Nadide Usta ha? Vay be, ekonomik kriz insanları ne hale getirdi, kadınlar bile taşeronluk yapıyor artık (bana bakın, şimdi içinizden biri “ay o Nadide değil, nadide, yani güzide, ender bulunan anlamında” gibi bi açıklama yapmasın valla tepelerim)

Elçin:
Ayrıca Eda'nın imla hataları daha çok örtmenim...

Banu:
Ay Elçin, şu boktan günde bana kahkaha attırdın ya, allayımcım da seni güldürsün...

Eda:
Yalakaaa Eeeelçiiin...
Senin duvar kağıdı ustasına ihtiyacın olur bigün! (adelelisinden....) Bu arada ben çıkıyorum, arkamdan atıp tutmayın yakarımmmmm...

Elçin:
Daha önce de ustaya ihtiyaç olmuştu ama bi hayrını göremedik dimiii canımmm. Sıkıyosa şimdi yolla çok makbule geçer valla.

24 Eylül 2009

Aslan biraz rahatsızdı, ortak bi arkadaşımız var, bana onu sordu “Aslan nasıl oldu” diye.

Banu:
Aslan’ın kötünde çıban çıktı, yani basur, oturamıyo kalkamıyo, doktor “maaşallah sende de ne köt varmış” dememiş tabi, doktorlar öle şeyler demesler, “bu ameliyatlık olmuş” demiş amma velakin durum o kadar vahimmiş ki önce ilaçlarla derleyip toplayacaklar “orayı”, ondan soyna ameliyat yapacaklar. Dünden itibaren 10 gün rapor aldı, şimdi evde yatıyor.
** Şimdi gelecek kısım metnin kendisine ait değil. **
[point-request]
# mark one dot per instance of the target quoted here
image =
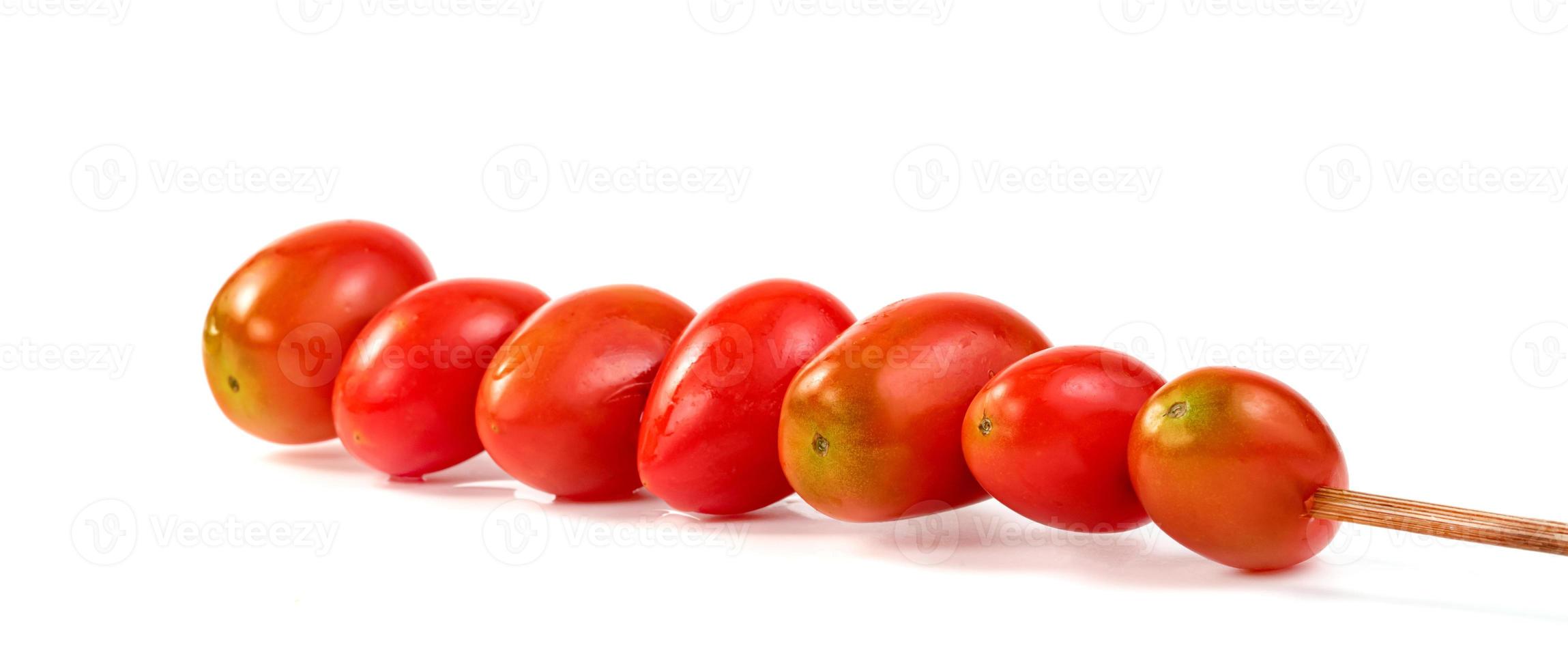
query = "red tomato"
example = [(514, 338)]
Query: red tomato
[(1048, 437), (709, 437), (560, 407), (871, 426), (276, 330), (405, 399), (1227, 461)]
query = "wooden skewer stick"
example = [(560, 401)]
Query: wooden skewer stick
[(1437, 520)]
Bana da geçen hafta beni şef yapmayacaklarını tebliğ ettiler, onun dışında iyiyim.

Bu Pazar Aslan’lara gidilinebilinir, eğer gidilinirse ben sana ararım.

25 Eylül 2009

Ahsen hal hatır sormuş, bi de “hava değişimi ile sinüzit uyku düzenimi bozdu, her gece kabus ve hafif uyku hırpaladı beni” demiş.

Banu:
Sana sinüzit için antibiyotikle birlikte muhtemelen ekspektoran bir ilaç da vermişlerdir. Onlar bazı insanda uyku yapar bazısında huzursuzluk, uykusuzluk, kabus görme yapar (yani kimini uyuşturur kimini uyarır) ben de Ege de hepsini kullanamayız, bizde daha çok huzursuzluk yapıyor. Bu ilaçlarda Efedrin vardır, efedrin bir antihistaminiktir ve allerjide kullanılır, yan etkileri de: çarpıntı, titreme, uyuyamama, bazen anksiyete, vb.

Bilmem anlatabildim mi?

Şef olamıyorum, bari doktor olayım, dedim.

Ahsen:
Ya kızım sen manyak mısın yaaa? Töbe töbe ne o öle ekspektoran götötran yok efendimdirin, noluyoz yaa? Bana only antihistaminik verdiler, o da bi boka yaramadı, hayla dönme gibi konuşuyorum ve çok halsizim.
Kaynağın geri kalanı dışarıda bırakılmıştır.